Cell is an essentially functional unit (performing all the activities of life), comprising of protoplasm
limited by a membrane and containing one or more nuclei at some time in its life. Cell is considered
as the basic unit of life.
HISTORICAL ASPECTS
As is the case with all the important concepts, the cell concept has had an extensive background
of development.
BEFORE THE INVENTION OF MICROSCOPE: Ancient Greek philosophers such as
Aristotle and Paracelsus concluded that “all animals and plants, however, complicated,
are constituted of a few elements which are repeated in each of them”. They were actually
referring to the macroscopic structures of an organisms such as roots, leaves, stem, in plants
and organs in animals.
DURINH 16TH AND 18TH CENTURIES:
1. The first compound microscope was invented by Francis Janssen and Zachariais
Janssen.
2. Marcello Malpighi (1635-1694) use a microscope to examine the tissues of plants and
animals and suggested that they were composed of structural units that he called “utricles”.
3. The cell was first discovered and named by Robert Hooke in 1665. He remarked that it
looked strangely similar to cellula or small rooms which monks inhabited, thus deriving
the name.
4. The first man to witness a live cell under a microscope was Anton van Leeuwenhoek,
who in 1674 described the algae Spirogyra. He probably also saw bacteria.
He noted that the cell contain a central body (nucleus).
5. Nehemiah Grew published accounts of the microscopic examination of sections through
the flower, roots and stems of plants and clearly indicated that he recognized the cellular
nature of plant tissues.
DURING 19TH CENTURY
1. In 1831, Robert Brown discovered and name the nucleus in the cell.
2. In 1838, Schleiden put forth his idea that the cells were the structure in plants.
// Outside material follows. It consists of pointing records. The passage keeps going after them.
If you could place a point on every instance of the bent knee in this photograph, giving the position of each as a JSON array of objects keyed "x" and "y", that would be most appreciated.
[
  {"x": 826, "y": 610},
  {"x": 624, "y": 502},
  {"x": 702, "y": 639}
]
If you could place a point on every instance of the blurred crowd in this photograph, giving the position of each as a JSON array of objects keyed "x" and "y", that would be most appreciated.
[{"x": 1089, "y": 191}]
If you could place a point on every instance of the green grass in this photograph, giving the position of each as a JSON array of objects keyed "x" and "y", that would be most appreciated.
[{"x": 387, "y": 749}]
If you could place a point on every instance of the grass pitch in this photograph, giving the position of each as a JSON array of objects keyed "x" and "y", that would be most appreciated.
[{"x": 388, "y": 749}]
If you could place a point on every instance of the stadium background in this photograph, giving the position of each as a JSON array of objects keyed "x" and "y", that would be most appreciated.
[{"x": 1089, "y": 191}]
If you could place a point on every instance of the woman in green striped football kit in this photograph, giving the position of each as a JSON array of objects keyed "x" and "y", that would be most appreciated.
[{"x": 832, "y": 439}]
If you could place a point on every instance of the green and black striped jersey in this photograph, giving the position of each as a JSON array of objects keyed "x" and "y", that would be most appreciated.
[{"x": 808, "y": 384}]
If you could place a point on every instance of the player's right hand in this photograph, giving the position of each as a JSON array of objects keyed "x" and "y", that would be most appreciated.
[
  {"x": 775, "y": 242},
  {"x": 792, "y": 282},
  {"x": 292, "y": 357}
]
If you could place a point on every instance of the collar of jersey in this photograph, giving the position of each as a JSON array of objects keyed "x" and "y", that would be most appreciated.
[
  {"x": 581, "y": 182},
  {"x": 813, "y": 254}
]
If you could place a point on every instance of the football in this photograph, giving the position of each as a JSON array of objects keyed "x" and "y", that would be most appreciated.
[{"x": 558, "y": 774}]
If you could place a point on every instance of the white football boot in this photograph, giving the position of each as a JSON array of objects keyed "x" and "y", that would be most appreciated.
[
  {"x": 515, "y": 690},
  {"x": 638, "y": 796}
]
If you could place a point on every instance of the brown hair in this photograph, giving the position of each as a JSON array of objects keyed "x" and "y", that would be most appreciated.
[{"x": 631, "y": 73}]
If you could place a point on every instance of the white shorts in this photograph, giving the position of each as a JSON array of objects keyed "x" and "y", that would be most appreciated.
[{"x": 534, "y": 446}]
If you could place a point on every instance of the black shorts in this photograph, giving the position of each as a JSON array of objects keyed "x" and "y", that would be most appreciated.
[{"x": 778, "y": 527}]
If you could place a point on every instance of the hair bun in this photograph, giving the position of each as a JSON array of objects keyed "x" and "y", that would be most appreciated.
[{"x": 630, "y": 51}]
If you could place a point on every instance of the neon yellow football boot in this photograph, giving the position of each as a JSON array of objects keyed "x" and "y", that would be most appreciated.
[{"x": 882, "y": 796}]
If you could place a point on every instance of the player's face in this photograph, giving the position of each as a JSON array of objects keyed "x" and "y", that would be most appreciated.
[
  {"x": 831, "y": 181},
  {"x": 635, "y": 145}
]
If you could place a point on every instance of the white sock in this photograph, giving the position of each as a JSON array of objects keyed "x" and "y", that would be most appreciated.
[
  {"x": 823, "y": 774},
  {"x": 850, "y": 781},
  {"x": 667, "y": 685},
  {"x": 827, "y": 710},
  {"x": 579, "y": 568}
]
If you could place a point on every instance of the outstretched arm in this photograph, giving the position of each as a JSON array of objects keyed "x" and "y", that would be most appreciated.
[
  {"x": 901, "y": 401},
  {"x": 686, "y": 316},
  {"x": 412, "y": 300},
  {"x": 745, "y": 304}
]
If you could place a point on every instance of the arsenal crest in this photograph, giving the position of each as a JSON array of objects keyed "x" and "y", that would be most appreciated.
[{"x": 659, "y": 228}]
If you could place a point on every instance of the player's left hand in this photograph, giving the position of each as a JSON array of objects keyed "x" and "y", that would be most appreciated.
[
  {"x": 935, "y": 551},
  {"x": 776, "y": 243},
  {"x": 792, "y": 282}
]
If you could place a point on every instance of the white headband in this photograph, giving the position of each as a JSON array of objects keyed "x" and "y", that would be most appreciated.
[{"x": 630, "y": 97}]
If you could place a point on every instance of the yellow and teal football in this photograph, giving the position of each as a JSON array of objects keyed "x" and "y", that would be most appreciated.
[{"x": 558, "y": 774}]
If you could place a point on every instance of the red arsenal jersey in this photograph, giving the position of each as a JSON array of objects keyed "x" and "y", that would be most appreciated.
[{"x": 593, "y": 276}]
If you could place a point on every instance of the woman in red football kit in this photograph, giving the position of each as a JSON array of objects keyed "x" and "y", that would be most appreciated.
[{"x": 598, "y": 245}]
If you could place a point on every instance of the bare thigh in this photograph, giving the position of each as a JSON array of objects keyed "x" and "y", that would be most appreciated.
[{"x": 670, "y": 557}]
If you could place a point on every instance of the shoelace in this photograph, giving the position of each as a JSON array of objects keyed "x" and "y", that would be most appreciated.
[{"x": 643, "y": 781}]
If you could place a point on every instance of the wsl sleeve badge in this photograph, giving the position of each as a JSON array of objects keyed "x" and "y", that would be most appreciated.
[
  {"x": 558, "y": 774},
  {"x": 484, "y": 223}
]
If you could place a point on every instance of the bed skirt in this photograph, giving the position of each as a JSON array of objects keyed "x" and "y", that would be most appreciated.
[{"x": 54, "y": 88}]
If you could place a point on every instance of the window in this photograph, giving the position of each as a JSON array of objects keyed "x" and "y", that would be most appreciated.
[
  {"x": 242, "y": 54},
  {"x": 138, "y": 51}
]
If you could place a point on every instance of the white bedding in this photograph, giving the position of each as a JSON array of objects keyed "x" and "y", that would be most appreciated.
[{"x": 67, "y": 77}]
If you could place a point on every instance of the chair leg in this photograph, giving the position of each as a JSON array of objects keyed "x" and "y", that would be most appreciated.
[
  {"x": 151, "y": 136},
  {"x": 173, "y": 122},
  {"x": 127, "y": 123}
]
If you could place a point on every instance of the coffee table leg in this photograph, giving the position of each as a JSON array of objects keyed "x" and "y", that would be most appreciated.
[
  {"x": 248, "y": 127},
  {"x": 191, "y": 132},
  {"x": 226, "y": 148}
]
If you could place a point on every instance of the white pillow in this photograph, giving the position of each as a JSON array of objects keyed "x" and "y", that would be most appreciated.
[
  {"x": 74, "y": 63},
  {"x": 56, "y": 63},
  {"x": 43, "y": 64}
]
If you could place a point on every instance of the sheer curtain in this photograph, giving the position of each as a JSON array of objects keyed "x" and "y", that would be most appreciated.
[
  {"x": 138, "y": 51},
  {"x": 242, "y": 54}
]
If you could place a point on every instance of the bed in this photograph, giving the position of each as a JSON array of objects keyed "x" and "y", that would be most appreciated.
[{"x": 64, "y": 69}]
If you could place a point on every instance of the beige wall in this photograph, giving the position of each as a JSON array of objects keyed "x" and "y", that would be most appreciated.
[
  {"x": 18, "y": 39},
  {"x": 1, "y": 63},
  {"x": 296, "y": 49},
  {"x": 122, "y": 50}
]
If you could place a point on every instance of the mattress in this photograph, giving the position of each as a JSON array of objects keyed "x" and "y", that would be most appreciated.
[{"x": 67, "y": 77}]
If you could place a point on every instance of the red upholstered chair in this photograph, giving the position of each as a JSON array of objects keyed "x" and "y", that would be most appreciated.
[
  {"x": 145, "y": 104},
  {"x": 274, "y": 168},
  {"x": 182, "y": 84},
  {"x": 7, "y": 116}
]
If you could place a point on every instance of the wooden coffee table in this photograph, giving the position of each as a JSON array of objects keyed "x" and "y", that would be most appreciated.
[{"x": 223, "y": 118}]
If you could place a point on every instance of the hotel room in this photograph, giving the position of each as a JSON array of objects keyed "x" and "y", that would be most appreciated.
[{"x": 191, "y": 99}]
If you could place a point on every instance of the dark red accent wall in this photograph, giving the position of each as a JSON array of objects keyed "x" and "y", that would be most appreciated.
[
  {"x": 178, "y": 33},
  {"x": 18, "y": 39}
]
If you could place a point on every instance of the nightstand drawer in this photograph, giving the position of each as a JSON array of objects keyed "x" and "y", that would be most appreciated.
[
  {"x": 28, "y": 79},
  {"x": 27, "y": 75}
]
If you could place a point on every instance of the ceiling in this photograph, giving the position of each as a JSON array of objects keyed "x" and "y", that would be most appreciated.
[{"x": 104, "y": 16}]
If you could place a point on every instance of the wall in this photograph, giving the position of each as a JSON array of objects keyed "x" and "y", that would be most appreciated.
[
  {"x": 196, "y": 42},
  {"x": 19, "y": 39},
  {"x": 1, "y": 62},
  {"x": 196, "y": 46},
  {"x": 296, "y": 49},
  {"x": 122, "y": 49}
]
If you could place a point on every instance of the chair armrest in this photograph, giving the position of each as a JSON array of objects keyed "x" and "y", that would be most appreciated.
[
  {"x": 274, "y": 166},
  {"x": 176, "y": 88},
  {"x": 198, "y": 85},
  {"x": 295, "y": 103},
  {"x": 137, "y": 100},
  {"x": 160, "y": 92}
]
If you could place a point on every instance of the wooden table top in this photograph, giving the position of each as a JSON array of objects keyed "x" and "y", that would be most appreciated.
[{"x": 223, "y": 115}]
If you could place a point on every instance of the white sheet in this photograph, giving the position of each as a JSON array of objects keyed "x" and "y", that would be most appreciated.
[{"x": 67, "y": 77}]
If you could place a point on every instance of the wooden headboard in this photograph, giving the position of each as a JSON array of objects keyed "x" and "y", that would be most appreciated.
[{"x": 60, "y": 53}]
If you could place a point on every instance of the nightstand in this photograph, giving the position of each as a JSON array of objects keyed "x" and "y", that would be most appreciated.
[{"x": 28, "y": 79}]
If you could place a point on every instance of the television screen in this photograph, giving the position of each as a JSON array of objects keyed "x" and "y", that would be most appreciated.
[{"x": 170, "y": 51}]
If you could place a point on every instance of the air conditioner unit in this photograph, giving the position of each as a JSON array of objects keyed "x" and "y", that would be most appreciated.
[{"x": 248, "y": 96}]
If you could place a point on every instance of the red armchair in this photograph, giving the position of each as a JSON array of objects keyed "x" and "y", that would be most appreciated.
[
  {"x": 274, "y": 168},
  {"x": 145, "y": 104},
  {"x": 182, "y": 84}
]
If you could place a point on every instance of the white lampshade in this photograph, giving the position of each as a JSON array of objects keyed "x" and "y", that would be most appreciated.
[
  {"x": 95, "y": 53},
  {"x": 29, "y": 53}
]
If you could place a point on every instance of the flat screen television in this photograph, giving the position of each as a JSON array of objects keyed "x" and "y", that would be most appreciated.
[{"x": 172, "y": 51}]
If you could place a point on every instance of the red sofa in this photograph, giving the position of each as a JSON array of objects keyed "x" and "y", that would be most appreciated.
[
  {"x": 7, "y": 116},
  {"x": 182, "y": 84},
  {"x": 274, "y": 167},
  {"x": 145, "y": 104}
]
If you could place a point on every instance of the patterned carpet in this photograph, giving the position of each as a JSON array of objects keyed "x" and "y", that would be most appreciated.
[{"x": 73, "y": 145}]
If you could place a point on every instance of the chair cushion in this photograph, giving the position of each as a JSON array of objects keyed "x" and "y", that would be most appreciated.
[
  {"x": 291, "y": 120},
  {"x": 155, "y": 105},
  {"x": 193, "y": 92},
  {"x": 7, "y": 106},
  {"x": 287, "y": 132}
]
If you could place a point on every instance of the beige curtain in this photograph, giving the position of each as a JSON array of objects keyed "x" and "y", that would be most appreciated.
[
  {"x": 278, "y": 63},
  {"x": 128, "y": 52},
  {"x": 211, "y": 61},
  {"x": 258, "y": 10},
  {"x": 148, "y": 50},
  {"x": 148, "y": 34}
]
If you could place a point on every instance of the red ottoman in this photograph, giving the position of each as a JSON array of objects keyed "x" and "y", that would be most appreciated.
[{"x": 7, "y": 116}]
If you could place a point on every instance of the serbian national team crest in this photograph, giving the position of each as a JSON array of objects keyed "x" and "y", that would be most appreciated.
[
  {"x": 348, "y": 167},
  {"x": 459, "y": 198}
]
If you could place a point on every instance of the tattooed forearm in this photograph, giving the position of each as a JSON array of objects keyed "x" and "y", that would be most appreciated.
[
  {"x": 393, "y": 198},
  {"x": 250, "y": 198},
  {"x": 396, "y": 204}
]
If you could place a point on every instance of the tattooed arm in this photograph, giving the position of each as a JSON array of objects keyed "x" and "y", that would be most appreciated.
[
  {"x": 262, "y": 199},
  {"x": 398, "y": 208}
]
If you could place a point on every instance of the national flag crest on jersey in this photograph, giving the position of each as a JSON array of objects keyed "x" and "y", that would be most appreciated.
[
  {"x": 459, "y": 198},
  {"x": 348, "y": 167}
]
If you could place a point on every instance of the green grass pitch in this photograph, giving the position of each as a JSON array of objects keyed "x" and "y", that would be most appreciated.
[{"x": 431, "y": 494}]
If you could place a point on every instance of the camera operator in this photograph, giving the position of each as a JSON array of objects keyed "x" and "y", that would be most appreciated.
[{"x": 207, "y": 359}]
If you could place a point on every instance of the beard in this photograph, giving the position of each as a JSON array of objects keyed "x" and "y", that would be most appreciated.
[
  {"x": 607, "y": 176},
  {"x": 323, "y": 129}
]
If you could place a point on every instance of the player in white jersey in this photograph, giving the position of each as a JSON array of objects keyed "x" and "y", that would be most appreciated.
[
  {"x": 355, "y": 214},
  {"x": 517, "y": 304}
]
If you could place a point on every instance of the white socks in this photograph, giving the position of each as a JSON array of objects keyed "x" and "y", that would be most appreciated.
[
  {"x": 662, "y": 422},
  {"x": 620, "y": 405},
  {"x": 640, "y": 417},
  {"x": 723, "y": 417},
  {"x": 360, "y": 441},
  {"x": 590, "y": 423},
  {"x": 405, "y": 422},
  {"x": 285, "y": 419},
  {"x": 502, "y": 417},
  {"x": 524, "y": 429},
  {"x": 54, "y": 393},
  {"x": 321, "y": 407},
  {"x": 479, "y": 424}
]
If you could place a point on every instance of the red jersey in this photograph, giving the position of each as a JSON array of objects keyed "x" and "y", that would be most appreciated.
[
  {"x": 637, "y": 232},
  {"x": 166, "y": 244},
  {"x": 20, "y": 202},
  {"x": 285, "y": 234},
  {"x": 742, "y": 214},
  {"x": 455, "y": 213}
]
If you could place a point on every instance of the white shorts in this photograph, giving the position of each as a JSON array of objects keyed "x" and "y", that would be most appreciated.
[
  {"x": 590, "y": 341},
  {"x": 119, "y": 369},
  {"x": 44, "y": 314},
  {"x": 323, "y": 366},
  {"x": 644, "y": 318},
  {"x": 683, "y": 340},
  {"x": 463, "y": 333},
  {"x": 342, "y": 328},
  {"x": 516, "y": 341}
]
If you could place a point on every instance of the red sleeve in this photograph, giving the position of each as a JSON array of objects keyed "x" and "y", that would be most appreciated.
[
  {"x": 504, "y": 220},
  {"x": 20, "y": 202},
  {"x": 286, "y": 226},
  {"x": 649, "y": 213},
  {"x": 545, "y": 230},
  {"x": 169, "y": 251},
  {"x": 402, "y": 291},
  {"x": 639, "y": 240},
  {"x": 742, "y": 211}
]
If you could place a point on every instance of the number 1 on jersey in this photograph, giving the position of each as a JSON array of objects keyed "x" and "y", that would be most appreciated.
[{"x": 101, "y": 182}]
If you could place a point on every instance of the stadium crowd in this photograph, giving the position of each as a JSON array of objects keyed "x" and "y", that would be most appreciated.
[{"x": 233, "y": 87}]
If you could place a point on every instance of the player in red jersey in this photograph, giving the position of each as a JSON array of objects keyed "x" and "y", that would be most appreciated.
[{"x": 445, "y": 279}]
He also
described the nucleoli and appreciate the fact that each cell leads a double life-one
independent, pertaining to its own development and other as an integral part of a
multicellular plant.
3. In 1839, Schwann applied Schleiden’s thesis to the animals. He suggests that the living
things are made up of both the cells and the products or the secretion of the cells. He
also introduce the term metabolism which describe the activities of the cell.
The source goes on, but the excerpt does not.